Vejo como um raio-x. Uma tomografia do fora. Do fora dele, deste personagem. Por fora, tudo azul, literalmente, tudo azul. Uma paz, uma certeza, uma confiança de si (ainda quando há chuva). Sapatos lustrados, rosto limpo, pele sem acnes ou outros traços. Tudo limpo, suficientemente limpo a ponto de sugerir que talvez a própria noção de humano tenha sido ultrapassada, vencida. Um homem ciborgue, homem cujas funções biológicas - fisiológicas - estão todas em modo azul. Estão todas amenas e tranquilas, apaziguadas e contidas. Talvez seja forçoso imaginar um ser assim, mas é preciso ponderar - dada a vertigem de nossa sociedade capitalística - é preciso ponderar que sim, alguns seres estão buscando a vida-capa-de-revista. E isso não é um problema. Não é um problema até o momento em que você - que estava trancafiado nessa casca - resolve aparecer, irromper, jorrar, desfigurando tudo o que estava tranquilamente arquitetado.

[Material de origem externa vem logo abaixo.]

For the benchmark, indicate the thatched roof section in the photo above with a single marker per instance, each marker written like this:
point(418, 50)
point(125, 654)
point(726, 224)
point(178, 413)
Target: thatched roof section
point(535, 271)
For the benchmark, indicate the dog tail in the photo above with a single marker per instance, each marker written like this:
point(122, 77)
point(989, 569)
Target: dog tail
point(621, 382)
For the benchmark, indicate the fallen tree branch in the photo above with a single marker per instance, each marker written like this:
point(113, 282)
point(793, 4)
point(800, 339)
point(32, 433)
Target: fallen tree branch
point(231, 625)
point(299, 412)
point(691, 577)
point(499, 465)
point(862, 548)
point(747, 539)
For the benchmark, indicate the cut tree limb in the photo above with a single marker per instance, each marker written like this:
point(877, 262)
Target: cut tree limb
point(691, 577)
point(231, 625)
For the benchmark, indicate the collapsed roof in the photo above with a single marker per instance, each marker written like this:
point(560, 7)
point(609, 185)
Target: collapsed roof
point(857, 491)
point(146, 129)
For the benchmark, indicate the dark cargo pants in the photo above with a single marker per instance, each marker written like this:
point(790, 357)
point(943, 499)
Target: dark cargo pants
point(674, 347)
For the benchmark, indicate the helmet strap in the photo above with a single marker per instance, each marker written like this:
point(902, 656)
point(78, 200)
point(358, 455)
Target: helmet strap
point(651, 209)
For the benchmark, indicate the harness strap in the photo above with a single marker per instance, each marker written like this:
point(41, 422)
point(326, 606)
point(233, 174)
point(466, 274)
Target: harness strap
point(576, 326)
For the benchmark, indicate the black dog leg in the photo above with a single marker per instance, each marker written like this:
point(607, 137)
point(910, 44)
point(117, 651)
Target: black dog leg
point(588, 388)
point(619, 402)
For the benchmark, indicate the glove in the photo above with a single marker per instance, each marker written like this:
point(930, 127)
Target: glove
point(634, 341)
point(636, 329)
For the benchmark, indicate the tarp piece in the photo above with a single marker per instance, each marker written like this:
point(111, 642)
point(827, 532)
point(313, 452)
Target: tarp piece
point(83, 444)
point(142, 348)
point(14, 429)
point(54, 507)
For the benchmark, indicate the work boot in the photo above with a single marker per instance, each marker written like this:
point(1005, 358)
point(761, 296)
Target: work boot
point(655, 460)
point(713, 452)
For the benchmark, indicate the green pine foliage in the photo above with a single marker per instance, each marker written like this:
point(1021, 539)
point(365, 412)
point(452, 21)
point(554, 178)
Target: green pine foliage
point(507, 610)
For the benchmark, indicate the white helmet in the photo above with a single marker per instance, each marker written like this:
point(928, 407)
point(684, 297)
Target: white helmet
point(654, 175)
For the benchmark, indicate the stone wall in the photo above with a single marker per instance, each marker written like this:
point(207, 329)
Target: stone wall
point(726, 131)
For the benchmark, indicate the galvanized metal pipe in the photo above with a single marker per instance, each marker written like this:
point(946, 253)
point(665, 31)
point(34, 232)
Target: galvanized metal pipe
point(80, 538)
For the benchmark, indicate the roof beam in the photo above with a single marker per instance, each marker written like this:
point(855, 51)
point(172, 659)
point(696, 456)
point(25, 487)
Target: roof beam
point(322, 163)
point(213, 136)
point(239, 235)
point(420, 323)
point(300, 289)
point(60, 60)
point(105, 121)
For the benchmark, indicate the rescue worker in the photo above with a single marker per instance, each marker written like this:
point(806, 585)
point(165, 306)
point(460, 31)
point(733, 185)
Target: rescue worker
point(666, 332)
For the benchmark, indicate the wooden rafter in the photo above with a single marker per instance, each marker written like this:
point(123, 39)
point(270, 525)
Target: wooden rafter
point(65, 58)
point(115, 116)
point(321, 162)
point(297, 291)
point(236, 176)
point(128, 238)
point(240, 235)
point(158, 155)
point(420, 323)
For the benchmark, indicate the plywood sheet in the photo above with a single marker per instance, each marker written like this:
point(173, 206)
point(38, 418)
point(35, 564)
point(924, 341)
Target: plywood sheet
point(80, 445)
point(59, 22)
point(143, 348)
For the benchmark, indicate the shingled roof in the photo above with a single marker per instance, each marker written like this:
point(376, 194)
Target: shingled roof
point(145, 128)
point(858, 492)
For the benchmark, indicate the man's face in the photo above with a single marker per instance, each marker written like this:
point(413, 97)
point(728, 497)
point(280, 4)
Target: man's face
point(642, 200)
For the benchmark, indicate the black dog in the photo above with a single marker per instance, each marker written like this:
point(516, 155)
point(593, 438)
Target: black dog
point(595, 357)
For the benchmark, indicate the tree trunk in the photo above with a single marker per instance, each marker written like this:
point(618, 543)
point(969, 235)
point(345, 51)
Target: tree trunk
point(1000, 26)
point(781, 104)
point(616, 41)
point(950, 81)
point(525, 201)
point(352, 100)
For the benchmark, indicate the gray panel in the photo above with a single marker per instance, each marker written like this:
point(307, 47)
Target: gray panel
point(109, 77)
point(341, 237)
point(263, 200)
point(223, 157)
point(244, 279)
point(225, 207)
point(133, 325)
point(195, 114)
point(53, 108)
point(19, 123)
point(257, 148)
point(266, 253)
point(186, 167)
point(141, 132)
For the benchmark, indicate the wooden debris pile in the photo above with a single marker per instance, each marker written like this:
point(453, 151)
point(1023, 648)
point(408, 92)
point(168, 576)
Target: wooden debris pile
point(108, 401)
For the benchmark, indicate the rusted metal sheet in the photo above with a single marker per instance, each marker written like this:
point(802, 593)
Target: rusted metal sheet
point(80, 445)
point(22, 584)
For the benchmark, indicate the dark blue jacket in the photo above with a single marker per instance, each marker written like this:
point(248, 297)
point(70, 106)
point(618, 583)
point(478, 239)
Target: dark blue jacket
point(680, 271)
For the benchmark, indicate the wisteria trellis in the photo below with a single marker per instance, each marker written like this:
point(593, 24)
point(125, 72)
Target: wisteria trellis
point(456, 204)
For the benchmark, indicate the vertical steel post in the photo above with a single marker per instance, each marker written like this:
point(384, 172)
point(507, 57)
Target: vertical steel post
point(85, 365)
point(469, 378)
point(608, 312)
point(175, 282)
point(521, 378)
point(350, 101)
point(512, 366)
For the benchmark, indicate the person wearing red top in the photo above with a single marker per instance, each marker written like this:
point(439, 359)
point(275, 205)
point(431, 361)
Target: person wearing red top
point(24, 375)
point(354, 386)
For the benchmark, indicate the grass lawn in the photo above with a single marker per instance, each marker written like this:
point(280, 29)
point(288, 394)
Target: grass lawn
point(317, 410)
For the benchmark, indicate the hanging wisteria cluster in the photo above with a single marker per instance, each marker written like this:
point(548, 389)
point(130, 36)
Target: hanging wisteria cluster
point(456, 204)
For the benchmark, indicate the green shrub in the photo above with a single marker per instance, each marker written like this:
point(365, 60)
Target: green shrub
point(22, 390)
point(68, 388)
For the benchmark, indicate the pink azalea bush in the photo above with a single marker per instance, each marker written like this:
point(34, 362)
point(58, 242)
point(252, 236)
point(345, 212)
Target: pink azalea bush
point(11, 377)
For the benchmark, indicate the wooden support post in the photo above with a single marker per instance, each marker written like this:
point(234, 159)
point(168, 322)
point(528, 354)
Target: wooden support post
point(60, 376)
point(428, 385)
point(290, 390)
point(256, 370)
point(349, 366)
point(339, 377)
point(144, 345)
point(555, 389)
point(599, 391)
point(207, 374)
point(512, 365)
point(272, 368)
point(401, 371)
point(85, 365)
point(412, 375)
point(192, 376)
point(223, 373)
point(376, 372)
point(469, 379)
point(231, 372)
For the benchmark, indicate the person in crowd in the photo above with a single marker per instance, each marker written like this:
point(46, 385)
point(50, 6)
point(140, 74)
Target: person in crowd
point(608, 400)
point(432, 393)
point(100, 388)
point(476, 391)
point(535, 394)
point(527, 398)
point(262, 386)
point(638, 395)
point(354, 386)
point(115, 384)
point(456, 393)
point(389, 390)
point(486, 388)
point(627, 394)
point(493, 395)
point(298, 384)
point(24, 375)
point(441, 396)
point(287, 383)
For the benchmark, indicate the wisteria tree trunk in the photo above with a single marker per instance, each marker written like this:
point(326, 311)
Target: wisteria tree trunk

Aí o seu dentro vira fora. O seu dentro, profundo e íntimo, quase um segredo, segredado, o seu dentro subitamente se expõe, te expõe e já não há mais nada a fazer exceto aceitar que escorra de dentro aquilo que você sempre foi, mas nunca se permitiu ser. Há buracos dentro de você. Há líquidos imiscíveis que se misturam. Incoerências que sobrevivem a despeito da sua tentativa de ser normal, de ser legível e belo, de ser rico e pleno, de ser, enfim, um homem de sucesso, mais um homem de sucesso. É como se fosse um raio-x do seu íntimo: agora ele está mexido, é menos bonito do que as aparências anteriores e azuis, no entanto, ainda assim o seu dentro é algo, é você, te constituiu, você não poderá nem conseguirá abandona-lo tão facilmente. Há ranhuras, texturas outras, há cores sem nome e equilíbrios precários. Há um corpo que já não é mais aquele forçosamente organizado. Há um revés, um azar mesmo, algo que te impedirá - para sempre - de voltar a ser aquela calmaria.